As a child, Bobby Fischer was a bit “odd”. He was obsessive and quirky, taking up hobbies that seemed abnormal for a boy his age. Teaching himself chess at a very young age he caught the eye of Carmine Nigro (Conrad Pla), one of the top chess players in New York City. Soon the boy from Brooklyn (aren’t they all?) was beating chess masters all over the nation. His defining moment as a young man was going up against the best players in the world, the Russians, and seeing them play dirty. Furious at the chess world he publically decries them and quits chess forever. This catches the eye of lawyer Paul Marshall (Paul Stuhlbarg) who offers to publically take him to the top and fight his cause. Agreeing to those terms, Bobby (Tobey Maguire) once again dedicates his life to the world of chess along with the help of chess wizard, Father Bill Lombardy (Peter Sarsgaard). 

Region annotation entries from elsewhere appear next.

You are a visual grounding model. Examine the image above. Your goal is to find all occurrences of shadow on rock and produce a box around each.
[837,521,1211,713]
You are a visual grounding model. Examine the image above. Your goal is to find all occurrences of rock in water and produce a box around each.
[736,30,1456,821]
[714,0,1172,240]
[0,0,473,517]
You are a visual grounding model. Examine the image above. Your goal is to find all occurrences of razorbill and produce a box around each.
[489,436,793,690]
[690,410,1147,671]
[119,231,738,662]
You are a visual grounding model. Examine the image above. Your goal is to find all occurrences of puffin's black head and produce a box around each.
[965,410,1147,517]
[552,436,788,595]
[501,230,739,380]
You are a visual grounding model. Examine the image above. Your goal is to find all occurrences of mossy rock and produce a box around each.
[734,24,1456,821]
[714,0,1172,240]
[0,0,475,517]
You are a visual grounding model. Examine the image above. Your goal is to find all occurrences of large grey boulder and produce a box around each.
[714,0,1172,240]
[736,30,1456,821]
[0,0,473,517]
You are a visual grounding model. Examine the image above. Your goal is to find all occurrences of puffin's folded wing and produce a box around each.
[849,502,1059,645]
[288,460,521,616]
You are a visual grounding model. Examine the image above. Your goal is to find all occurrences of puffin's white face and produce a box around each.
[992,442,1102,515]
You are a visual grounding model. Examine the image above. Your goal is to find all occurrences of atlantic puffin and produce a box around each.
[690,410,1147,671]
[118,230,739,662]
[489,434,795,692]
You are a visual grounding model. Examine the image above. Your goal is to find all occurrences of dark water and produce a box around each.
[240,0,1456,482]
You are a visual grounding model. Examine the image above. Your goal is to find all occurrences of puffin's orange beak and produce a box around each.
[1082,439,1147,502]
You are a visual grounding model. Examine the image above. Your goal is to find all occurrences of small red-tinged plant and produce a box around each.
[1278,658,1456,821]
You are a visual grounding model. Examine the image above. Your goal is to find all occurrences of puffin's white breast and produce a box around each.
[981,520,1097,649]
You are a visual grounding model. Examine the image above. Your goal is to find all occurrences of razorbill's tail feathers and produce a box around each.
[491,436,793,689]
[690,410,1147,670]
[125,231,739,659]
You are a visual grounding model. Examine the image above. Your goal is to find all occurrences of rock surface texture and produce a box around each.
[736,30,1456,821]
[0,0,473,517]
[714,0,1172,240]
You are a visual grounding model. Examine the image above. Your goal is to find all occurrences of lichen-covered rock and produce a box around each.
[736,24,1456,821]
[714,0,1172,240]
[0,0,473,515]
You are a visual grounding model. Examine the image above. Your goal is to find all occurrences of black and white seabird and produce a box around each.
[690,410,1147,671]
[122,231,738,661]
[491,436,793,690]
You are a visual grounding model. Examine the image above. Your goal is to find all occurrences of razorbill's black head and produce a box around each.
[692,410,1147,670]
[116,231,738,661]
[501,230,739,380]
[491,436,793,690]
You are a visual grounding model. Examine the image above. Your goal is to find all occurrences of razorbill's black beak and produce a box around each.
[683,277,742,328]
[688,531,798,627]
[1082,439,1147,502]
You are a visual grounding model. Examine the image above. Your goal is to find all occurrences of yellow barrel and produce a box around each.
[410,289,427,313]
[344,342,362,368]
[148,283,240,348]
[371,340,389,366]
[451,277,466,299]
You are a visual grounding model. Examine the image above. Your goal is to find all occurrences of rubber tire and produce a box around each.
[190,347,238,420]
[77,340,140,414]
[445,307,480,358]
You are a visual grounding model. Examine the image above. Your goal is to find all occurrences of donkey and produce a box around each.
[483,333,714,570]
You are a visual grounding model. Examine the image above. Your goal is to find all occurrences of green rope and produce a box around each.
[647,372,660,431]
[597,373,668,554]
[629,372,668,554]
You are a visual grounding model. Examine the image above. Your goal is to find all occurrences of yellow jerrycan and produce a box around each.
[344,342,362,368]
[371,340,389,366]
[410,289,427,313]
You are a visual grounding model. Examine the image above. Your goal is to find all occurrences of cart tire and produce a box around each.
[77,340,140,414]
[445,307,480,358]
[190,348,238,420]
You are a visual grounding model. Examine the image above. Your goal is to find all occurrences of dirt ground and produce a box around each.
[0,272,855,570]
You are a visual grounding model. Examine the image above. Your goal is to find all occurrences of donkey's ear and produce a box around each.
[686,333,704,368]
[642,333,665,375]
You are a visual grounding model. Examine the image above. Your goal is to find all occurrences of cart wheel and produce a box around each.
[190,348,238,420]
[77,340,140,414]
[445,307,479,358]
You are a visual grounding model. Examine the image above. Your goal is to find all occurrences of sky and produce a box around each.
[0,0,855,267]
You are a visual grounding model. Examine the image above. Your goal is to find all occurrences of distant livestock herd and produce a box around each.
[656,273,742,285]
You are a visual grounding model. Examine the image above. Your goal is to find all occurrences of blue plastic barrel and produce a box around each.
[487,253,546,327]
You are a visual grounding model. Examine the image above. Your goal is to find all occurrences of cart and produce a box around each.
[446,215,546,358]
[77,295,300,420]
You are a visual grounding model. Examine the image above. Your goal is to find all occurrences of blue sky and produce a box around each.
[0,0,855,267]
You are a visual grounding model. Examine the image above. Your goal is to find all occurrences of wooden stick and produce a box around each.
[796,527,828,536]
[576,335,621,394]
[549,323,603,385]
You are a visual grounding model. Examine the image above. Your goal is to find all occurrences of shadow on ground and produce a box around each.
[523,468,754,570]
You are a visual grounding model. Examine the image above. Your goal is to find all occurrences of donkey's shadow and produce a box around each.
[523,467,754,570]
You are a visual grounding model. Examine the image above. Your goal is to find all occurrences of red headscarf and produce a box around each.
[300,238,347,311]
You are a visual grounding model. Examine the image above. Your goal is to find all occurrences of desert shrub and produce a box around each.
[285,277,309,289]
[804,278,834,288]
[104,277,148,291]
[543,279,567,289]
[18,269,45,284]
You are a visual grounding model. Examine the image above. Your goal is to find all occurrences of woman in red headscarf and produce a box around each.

While Bobby is grinding towards the inevitable, we see that things are not always as they seem. Paul Marshall has a few ****** in his armor and while it’s never spoken outright, it’s very obvious that his affiliations are with the U.S government. A government desperate to have Bobby Fischer beat the Russians as one more step fighting communism in the public arena. We all know that to the Russians this is not a game, but a push to show Soviet domination across the world and the U.S. is not about to let that push go unnoticed. However, Bobby himself is not exactly “normal”. His childhood quirks turn into full blown mental illness as he falls prey to paranoia, fear, hearing voices, and listening to audio tapes describing the world of the illuminati and complete and total domination of the world by the Jewish archetypes. While this would normally put someone in a mental hospital, the powers that be let it slide, as changing one thing in Bobby’s personality could very well jeopardize the complete and utter genius of his game.

[img]http://www.hometheatershack.com/gallery/file.php?n=61849[/img]Bobby’s mind may be a flutter with eccentricities, but he is still a man at the core of it and all that man is dominated by his base desires. His desires to win, to conquer and most important of all, that sense of fear. Bobby seeps Boris Spassky (Liev Schreiber), the best that the Russians have to offer, as his biggest hurdle in life. The one man that has robbed him of his championship title all these years. Nothing else matters. His life, his relationships even that his own “friend” is working for the U.S. government and is goading him on. All that matters is one thing… Chess.

Your first reaction is to roll your eyes and wonder how chess could make for an exciting movie. I mean, didn’t we all have that joke about the “nerds” in chess club? Well, Edward Zwick has done a magnificent job at balancing the simple yet complex world of chess with a tale of a man’s spiral into madness. In fact it plays out more like a psychological thriller as we watch Bobby’s mental state fluctuate and deteriorate over the course of the movie. You’re sitting at the edge of your chair wondering just what Bobby is going to do next. Is he going to snap entirely and just walk away? Or is he going to throw things against the wall and go paranoid. We all know the outcome of the match. It’s considered the largest chess game in history, but it’s simply fascinating to watch the tension and fear on both men’s faces as they play the game. 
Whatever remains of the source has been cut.